Download chapter 11: 'Putting It All Together'
Excerpted from the book titled, "The New Language of Business: SOA & Web 2.0", authored by Sandy Carter, published by IBM Press, February, 2007, ISBN 013195654X, Copyright 2007 by International Business Machines Corporation. All rights reserved.
Chapter Excerpt:
A flexible business—a flex-pon-sive* business—requires flexible
IT. Innovation requires change and SOA makes it easier for companies
to change. Given this focus on business flexibility, growth,
and innovation, the technology that most expedites these business
goals is service oriented architecture (SOA). According to most of
the analyst firms, SOA will become the de facto standard for business
flexibility and collaboration among companies.
As we discussed in this book, SOA is all about an approach that
views a business as linked services and considers the outcomes
they bring. Because it is built on open standards, it is a way for
businesses to tap into their existing technology investments and
flexibly link previously fragmented data and business processes,
creating a more complete view of operations, potential bottlenecks,
and areas for growth.
As we learned, advances in open standards and software-development
tools have made SOA applications easier to develop.
However, this does not mean that everyone is deploying SOA
applications; the market is at the early stages of adoption. Services
that join together to support business processes within SOA are
designed in such a way that different parts can operate independently
of one another. Because of this, any one feature can be
changed without breaking other parts of the application. This
makes companies that have adopted principles of SOA much more
responsive to changing business requirements than those that rely
on traditional software development, with one feature change
potentially derailing an entire application.
The companies that master SOA technology operate more efficiently
than their competitors and adapt more quickly to changing
business conditions in their industries. And as we discussed earlier,
Web 2.0 facilitates the collaboration aspects, and SOA enables
the infrastructure for flexibility.
A great example is a retailer deciding whether to issue a credit
card to a customer. It could use the technology to tap different
sources and pull together information on a customer's creditworthiness
and buying habits. A bank can use the same computing
services to handle account transfer requests, whether they are
coming from a teller, an ATM, or a Web application, avoiding the
need for multiple applications. A manufacturer could measure
more closely what is happening in its production process and then
make adjustments that feed back instantly through its chain of
suppliers.
SOA enables profitability through revenue growth and cost cutting.
SOA enables innovation through collaboration and flexibility.
Your checklist for becoming a flex-pon-sive* business should
include the following:
- Understand SOA and Web 2.0. Chapters 3 and 4, "SOA as the
DNA of a Flex-pon-sive* and Innovative Company," start to
articulate what you need to consider, but the goal of this book
is not to make you technology experts. Rather, the goal is to
provide you with enough information to ask the right questions
to begin your journey.
- Develop the skills needed to embrace these new technologies.

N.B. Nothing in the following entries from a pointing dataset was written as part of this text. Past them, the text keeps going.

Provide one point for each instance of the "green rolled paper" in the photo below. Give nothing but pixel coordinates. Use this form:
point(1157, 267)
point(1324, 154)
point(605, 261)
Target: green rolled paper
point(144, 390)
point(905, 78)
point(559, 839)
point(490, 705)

- Understand the business implications of the new technologies.
The companies that master SOA technology can operate more efficiently
than their competitors and can more quickly adapt to
changing business conditions in their industries. Meeting innovation
priorities requires the ability to change flexibly, and companies
should take a business-centric view of SOA (as opposed to an
IT-centric view) to achieve these innovation goals (see Figure
11.1). As discussed in Chapter 4, "SOA as the DNA of a Flex-ponsive*
and Innovative Company," a recent study of more than 500
companies conducted by Mercer Management Consultants showed
that these companies are approaching SOA from entry points of
people, process, and information, or all three. The lessons learned
from the SOA entry points are furthered by the IBV study about
SOA business value. This study of approximately 30 customers
reveals some other lessons about revenue growth and cost cutting.
51% of the clients interviewed for this study expected their SOA
deployment to grow their revenue, primarily by unlocking the
potential of an existing process. To explore this in a real-world setting,
review a bank's processes, such as a residential mortgages
system, credit card system, or loan-servicing system. Following
the IBM case study, an evaluation of those processes should reveal
reusable parts, such as "submit loan application," "perform credit
check," "determine credit line," or "calculate interest rate." SOA
enables IT to recombine these reusable parts to create new products,
such as a tailored home equity line of credit. With SOA, the
business strategist is free to innovate.
Companies that started from one of these entry points have stories
to illustrate the lessons that can be learned from other companies'
experiences. Enterprise transformation powered by an SOA is
really the holy grail the customer seeks. This enterprise transformation
can begin with a set of entry point projects as a way for
customers to start their transformation journey.